In Missouri, shopping center developers can impose their own taxes without a by-your-leave from voters or the local city council. Not only that, developers can collect the taxes and allocate the money, too.

This outrageous form of taxation without representation has gotten out of hand. The Legislature should convene a little tea party to discuss the state's Transportation Development District law and give it a thorough democratic scrubbing.

Transportation Development Districts have a legitimate purpose. When a big shopping center opens up, it can tie local traffic in knots. A community needs money to widen roads, put up traffic lights and the like, and a TDD can impose taxes for such improvements in a small geographic area. This usually takes the form of a sales tax on shoppers at the shopping center.

Sometimes several shopping center owners get together to improve a traffic-clogged road with a taxing district. Advertisement

In the old days, developers often ponied up for those expenses; road improvements, landscaping and other amenities were part of pitching woo to the local government. Today, like it or not, shoppers -- and not just the folks who live in the municipality where the shopping center is located -- are paying for the roads they drive in on. The rub here lies in who gets to call the shots, and the lack of openness and accountability of the process.

Under the law now, a developer can draw lines around his own development, then petition the court to establish a tax district. Unless someone actually lives on the property, neither voters nor the local aldermen get a say.
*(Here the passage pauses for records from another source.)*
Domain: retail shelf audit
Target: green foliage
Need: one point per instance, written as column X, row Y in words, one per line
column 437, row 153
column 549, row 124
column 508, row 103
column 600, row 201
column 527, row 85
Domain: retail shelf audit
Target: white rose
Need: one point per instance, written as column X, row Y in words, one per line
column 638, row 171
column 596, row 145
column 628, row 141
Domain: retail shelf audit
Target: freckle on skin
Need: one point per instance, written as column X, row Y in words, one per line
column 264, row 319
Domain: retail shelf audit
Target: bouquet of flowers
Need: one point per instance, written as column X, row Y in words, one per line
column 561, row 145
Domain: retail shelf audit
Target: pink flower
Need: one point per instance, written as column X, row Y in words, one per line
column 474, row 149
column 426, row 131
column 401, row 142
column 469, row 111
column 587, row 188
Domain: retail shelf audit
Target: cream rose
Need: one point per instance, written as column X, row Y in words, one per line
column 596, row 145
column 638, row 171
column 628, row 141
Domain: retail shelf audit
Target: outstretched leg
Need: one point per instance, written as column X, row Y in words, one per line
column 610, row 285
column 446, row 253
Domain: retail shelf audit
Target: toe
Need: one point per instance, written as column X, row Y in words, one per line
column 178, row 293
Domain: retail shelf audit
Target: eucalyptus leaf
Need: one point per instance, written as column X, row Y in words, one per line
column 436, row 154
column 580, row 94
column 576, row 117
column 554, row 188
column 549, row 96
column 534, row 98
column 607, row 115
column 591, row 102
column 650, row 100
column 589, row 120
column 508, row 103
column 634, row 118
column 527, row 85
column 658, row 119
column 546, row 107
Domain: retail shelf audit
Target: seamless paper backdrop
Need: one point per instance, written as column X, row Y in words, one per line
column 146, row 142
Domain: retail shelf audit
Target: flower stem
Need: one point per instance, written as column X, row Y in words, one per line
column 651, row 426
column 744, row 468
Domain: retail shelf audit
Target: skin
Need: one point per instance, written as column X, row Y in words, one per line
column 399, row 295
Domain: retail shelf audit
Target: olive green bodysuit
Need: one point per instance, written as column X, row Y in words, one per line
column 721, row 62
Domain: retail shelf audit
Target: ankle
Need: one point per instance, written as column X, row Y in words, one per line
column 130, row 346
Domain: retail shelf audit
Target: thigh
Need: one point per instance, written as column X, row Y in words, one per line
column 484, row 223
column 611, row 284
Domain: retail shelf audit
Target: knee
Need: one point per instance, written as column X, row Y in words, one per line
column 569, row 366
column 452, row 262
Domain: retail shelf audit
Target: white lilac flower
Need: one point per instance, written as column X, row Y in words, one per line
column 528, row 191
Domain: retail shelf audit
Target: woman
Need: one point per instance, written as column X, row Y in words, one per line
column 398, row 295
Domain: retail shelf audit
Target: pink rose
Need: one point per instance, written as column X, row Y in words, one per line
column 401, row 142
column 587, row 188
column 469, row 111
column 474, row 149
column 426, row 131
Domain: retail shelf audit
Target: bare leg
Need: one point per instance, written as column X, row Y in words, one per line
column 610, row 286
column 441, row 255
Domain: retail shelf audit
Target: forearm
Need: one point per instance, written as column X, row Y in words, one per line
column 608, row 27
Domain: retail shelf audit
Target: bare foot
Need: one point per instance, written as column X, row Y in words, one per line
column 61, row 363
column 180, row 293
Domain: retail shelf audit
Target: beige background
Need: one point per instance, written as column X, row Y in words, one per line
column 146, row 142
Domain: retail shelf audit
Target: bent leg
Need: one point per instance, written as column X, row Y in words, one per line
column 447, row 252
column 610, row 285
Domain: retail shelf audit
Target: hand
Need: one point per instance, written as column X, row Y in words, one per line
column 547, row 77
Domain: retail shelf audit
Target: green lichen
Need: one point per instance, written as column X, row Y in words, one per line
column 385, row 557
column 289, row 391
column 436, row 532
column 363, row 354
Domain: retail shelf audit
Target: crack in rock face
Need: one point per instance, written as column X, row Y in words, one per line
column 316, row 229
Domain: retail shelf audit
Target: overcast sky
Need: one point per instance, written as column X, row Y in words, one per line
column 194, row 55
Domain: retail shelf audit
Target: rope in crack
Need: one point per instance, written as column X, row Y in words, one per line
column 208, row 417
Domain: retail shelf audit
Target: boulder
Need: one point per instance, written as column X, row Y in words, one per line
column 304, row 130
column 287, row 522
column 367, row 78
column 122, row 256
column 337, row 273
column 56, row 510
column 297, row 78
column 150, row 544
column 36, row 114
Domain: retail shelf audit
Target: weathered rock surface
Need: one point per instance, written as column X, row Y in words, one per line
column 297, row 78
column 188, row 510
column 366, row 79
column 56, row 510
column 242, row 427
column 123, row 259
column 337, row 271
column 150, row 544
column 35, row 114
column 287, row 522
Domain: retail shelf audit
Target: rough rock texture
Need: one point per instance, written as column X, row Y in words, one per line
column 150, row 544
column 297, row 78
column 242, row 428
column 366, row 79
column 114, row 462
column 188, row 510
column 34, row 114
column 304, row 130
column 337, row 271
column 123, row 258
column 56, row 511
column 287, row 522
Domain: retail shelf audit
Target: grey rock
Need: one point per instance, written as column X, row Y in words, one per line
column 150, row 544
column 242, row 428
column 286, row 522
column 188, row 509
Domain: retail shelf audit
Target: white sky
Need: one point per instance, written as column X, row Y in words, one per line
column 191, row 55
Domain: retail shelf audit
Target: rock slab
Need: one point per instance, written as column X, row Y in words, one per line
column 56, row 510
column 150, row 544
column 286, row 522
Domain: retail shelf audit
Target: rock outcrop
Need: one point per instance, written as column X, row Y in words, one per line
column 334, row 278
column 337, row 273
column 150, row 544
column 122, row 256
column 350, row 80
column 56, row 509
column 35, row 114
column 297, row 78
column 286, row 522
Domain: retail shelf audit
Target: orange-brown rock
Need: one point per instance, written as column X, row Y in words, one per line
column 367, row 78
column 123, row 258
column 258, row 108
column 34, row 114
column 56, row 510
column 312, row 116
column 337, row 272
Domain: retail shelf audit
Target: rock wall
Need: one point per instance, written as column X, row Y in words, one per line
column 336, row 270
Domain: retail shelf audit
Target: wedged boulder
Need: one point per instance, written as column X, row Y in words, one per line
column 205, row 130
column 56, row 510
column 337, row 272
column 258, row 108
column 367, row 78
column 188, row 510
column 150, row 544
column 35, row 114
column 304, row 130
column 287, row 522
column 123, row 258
Once the district is set up, the developer names a board to set the tax rate. The developer often collects the money and arranges the road contracts, sometimes without any OK from local officials. The state auditor gets to check the books every three years to see that the money is spent properly.

Missouri has a long history of skepticism toward taxes. Two decades ago, voters approved the Hancock Amendment to the Missouri constitution, guaranteeing their right to vote on major tax hikes.

To surrender that right to private interests flies in the face of the expressed sentiment of the people. Municipal governments or local voters should be given a say, both in the tax rate and how it's spent.

Not that taxes would be much different if municipal governments had such power. Municipal officials love retail sales taxes. That's partly because many shoppers live out of town and can't vote them out of office.

Sales taxes also are popular because they are stealthy and confusing for taxpayers. The state, municipalities, fire districts and assorted others pile on sales taxes, which vary widely from one place to another. But all a shopper sees are dollars added to the bill, with no clue as to whose cut is whose.

That brings us to another problem with the current developer-driven process. The transportation district tax is often lumped in with the total sales tax figure. So taxpayers don't realize that they could skip the tax by shopping a few blocks away.

Certainly, a tax imposed by a developer is in a category of its own, and it ought to be noted on the customer's bill.

Transportation development districts have been sprouting like daffodils since 1997, when the law began allowing developers to start their own districts. There are now 26 in the St. Louis area alone.

State auditor Claire McCaskill has done the public a service with her recent report detailing the anti-democratic problems with transportation development districts. The next move belongs to the Legislature.